Despotismo liberal
Axel Kaiser dice que aunque el Estado en gran parte de occidente respeta cuotas importantes de libertad, nos ha llevado a aquellos que Alexis de Tocqueville denominó como el "despotismo suave".
Por Axel Kaiser
Desde sus orígenes, el liberalismo buscó sobre todo limitar el poder del Estado. Jamás habrían imaginado pensadores como Adam Smith o John Locke que, en nombre de la doctrina que ellos defendieron, se justificaría una expansión del poder estatal a prácticamente la totalidad del orden social. Y es que el Estado en buena parte de occidente, si bien respeta márgenes de libertad importantes e históricamente ejemplares, nos ha conducido a aquello que Alexis de Tocqueville llamó ‘soft despotism’.
Vale la pena reproducir la reflexión en su clásico Democracia en América (1835-1840) para entender este despotismo suave.

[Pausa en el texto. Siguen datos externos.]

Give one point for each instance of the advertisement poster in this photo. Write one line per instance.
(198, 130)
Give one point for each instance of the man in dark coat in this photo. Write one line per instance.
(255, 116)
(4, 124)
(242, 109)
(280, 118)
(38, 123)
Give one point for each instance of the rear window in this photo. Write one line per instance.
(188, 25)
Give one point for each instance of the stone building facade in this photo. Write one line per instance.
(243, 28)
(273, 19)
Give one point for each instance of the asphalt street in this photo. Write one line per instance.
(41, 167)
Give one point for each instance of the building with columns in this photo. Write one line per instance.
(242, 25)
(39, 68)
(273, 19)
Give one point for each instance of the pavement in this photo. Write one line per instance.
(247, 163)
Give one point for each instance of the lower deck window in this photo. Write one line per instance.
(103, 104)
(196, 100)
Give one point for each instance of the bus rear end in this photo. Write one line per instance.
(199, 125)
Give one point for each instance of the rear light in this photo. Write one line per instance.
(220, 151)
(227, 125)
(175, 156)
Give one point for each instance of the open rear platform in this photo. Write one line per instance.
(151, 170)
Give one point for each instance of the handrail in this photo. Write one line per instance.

Dice el genio francés que "después de haber puesto sucesivamente a cada miembro de la comunidad a su alcance moldeándolo a voluntad…–el gobierno– cubre la superficie de la sociedad con una red de reglas pequeñas y complicadas, minúsculas y uniformes, a través de las cuales las mentes más originales y los personajes más enérgicos no pueden penetrar, para elevarse por encima de la multitud". Como consecuencia de esta extensión casi invisible del poder, "la voluntad del hombre no se rompe, sino que se ablanda, se dobla y se guía; los hombres rara vez se ven obligados a actuar, pero se les impide constantemente actuar".

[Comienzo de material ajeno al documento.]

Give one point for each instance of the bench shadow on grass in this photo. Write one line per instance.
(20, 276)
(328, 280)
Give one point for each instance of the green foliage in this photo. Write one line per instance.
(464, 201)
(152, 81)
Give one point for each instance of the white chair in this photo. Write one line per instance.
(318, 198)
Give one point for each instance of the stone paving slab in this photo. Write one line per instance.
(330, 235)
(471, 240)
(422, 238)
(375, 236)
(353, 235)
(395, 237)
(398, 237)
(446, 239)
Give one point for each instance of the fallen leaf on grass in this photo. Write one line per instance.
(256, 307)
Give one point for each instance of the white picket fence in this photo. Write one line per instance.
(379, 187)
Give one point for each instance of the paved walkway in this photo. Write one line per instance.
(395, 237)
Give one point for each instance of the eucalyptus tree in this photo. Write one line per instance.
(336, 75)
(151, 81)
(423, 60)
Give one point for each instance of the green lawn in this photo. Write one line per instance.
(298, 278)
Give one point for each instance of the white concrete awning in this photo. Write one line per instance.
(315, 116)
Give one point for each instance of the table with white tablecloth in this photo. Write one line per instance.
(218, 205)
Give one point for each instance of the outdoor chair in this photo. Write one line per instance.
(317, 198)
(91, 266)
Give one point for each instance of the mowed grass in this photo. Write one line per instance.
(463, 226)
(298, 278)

Agrega Tocqueville que "tal poder no destruye, pero entorpece la existencia; no tiraniza, pero comprime, enerva, extingue y deja estupefacto a un pueblo, hasta que cada nación se reduce a nada mejor que un rebaño de animales tímidos e industriales, de los cuales el gobierno es el pastor". Finalmente, concluye que ese tipo de servidumbre "podría combinarse más fácilmente de lo que comúnmente se cree con algunas de las formas externas de libertad, y que incluso podría establecerse bajo el ala de la soberanía del pueblo".

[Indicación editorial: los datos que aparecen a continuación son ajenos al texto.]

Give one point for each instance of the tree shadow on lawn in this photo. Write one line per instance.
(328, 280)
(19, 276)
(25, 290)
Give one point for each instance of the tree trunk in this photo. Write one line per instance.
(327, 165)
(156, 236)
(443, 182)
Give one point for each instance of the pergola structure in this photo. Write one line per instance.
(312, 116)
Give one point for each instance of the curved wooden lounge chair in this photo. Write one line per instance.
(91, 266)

Es imposible no ver la relación entre lo anterior y los Estados de bienestar proveedores y sobre reguladores que se han desarrollado en nombre del liberalismo progresista, con su pretensión de crear –no sólo proteger– libertad a partir del poder político. Fue Franklin Delano Roosevelt, el gran demoledor del orden liberal clásico americano y héroe del liberalismo progresista, quien mejor representó esta filosofía al afirmar que el gobierno debía asegurar a la población la "freedom from want", es decir, la libertad de las necesidades materiales.
La idea de que el gobierno no sólo debe proveer de libertad a través de la redistribución y gigantescas burocracias, sino que también debe proteger a la misma población de sus actos —y en general llevarla, por su propio bien, por los caminos que se ajustan a la voluntad del pastor que los gobierna— es, en parte importante, la fuerza que ha creado Estados que se entrometen, desde el medio ambiente, pasando por el deporte, la cultura, las ciencias, la educación y la salud hasta la soledad, el transporte y la energía, sin dejar un solo espacio reservado exclusivamente a la vitalidad de los individuos. Estos simplemente no pueden escapar al enorme "poder tutelar" del gobierno, como lo llamara Tocqueville, e incluso lo exigen y justifican debido a la ilusión de que, por ser democrático, no posee el adormecedor efecto despótico que le es propio.
"Cada hombre –dice Tocqueville– se deja engrillar al frente, porque ve que no es una persona o una clase de personas, sino las personas en general, las que sostienen el final de su cadena". Si bien Tocqueville sostenía que el peor de los despotismos era el que concentraba en pocas manos todas las funciones del gobierno, vale la pena meditar sobre si acaso no hemos dejado que el gobierno se extienda demasiado, convirtiéndonos en ovejas anestesiadas que no se atreven a pensar en que podrían sobrevivir sin su pastor.
Este artículo fue publicado originalmente en El Diario Financiero (Chile) el 20 de junio de 2019.